I let myself down.  I haven’t posted to this blog in months and months and months.  A few days after I wrote my last post, I wrote another one but it ended up being very long and I didn’t know how to end it.  And that was that.  I’ve thought about this blog many times since, but I didn’t write a single word.

I promised myself that I would work towards outrageous goals and if I wasn’t successful by the time medical school started, I would simply go to school and forget about this art nonsense.

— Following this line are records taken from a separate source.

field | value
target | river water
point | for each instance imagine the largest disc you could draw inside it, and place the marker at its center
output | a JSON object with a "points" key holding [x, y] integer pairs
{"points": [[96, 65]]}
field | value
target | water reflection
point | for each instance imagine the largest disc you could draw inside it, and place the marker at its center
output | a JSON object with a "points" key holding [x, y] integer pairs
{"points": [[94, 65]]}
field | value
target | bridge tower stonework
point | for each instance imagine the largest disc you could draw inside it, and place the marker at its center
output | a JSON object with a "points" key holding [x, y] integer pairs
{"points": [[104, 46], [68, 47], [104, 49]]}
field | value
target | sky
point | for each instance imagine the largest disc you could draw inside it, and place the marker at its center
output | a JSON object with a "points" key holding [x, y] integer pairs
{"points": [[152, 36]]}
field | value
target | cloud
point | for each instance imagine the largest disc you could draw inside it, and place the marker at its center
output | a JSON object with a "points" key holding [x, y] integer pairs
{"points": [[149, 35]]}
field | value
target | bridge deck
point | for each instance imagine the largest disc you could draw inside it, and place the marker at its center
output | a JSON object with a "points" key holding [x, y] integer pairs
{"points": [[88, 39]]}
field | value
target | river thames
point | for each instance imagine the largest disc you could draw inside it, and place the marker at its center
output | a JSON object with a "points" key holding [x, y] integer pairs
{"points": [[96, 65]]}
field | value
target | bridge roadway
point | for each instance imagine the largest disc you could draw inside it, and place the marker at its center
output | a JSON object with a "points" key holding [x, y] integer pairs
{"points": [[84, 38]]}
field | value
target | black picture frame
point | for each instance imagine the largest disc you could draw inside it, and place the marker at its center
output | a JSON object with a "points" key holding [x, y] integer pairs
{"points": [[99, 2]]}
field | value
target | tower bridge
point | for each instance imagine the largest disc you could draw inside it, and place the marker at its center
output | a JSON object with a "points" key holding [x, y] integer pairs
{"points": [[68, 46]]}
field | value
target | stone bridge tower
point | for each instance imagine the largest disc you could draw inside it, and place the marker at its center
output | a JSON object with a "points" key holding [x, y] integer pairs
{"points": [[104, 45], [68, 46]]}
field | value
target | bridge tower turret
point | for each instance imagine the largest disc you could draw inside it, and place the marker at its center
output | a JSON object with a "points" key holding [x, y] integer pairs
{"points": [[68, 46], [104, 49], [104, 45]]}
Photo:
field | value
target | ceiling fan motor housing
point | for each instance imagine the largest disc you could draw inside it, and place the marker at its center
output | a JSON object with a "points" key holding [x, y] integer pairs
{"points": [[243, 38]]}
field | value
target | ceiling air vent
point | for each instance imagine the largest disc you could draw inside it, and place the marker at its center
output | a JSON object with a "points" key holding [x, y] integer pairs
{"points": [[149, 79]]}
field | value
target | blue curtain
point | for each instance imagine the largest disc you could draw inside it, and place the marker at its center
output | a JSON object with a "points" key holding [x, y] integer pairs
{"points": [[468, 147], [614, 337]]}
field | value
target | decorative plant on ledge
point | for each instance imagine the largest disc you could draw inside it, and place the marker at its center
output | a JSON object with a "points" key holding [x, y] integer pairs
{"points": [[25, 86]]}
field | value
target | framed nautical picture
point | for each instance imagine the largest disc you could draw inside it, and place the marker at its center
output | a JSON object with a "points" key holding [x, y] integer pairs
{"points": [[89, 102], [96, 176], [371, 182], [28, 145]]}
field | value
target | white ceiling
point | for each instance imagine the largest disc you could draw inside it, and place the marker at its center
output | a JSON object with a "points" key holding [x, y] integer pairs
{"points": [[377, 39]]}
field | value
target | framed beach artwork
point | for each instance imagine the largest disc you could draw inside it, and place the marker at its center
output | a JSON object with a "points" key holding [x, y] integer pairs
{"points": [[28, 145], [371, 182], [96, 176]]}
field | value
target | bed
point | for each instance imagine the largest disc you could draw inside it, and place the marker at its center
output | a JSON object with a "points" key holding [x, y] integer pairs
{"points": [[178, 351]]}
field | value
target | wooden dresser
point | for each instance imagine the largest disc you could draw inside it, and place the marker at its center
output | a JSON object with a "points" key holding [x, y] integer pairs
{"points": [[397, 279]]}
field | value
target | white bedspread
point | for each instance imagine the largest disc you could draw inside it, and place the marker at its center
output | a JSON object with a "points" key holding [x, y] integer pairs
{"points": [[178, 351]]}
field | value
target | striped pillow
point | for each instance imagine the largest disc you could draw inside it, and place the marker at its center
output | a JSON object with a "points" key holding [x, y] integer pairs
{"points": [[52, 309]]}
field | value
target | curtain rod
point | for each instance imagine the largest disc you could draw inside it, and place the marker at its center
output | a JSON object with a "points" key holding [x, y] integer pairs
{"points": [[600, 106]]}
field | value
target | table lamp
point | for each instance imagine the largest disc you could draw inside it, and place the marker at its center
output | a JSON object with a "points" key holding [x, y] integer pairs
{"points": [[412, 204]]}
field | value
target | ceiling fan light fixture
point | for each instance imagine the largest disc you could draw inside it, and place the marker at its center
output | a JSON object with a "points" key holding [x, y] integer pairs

Outrageous goals fell to the wayside.  I went to work every day, came home and watched movies, listened to albums, read books, went to sleep and didn’t do much art.  I reached for no outrageous goals.  I didn’t write.  I just wasted time.  I’m disappointed.

I did come out of my shell a bit and perhaps I’ll write about it soon, but let’s see if I even finish this first.

A few days ago, I received an email from my future medical school.  They set up some google forum where all the students can write to each other and begin to get to know each other.  Pretty great.  The administrator suggested we all write little introductions for ourselves.

I’m pretty sure no one loves summing themselves up in 2-3 short paragraphs and I am no exception.  I thought, “Eh, I’ll just send them a link to jamesistrying.com,” but it would seem pretty lazy to send them to a website that I haven’t updated in 6 months.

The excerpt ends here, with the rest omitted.